Week 1 Community

Community 1: Newcomers who just moved to a city. They’re unfamiliar with the city and want to learn more about the culture and the local lifestyle. They all share the same goal in finding interesting things to do and get to more about the environment of the new city. I’m using New York City as an example. After doing research, I found numerous articles about tips and to do lists for newcomer in New York, there are also meetups with different themes to NYC newcomers such as cultural, architecture/art, food, speed dating, sports related themes. Although each of them might have specific interests in certain topics, the common interest is to fit into this new city and get familiar with surroundings to start the new chapter of their lives. Creating a game for them to “completing tasks” with each other to find out what’s going on in the city, and what are the places to go under certain scenarios could trigger them to start finding the answer and share with each other. The game could also be competitive and keep scores to incentivize players to engage in the game.

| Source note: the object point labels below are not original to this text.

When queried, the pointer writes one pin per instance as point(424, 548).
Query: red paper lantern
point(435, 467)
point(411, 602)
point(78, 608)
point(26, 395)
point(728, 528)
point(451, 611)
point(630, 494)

Community 2: A group of people who just meet and want to know each other more. This could be beneficial for people who just joined a group. Some examples will be in schools, companies and social gatherings. It might be broad to think that way, but there are so many circumstances where people need ice breaker and get to know the rest of the group. The main goal for designing games for this group is to break down social barriers, create a fun atmosphere, help people relax, motivate people to tackle the tasks, and finally let them/“force them” to get to know each other more. The main goal of the game designed for this group would be related to personal interests, hobbies and habits. It could also just be observant and try to find people’s characteristics. For instances, finding out the person who likes ice-cream, who has a pet, who is wearing black socks. The game can be set to have a limited time and divide all the people into 2 groups to compete based on scores. The game could also have another form: two people could air up and get to know each other within limited time, one player will ask questions and the other will answer and write the answer to each question. When the time is up, the answers will be handed in to the judge. The judge then can start asking questions to all the teams, the first person who raises hand will get one point it he/she answers correctly.

Community 3: Kids who don't like brushing teeth. From my personal experience when I was little and also the research online, I found that at some point, most young children go on strike from tooth-brushing, clamping their jaws shut and refusing to let their parents come near them with the dreaded brush. Or it could be they don't spend enough time brushing their teeth. One of the reasons could be they don't like the sensory feeling and are sensitive to the brush.

So the game that could be designed to benefit this community is to using game to help build interest in brushing teeth. Kids will face a mirror with screens displaying a game. They will have a limited time (2 mins - suggested brushing time) to complete tasks in the game. The trigger will be the motion of moving the toothbrush up and down. And the feedback would be characters on screen go up and down following the movement of the toothbrush.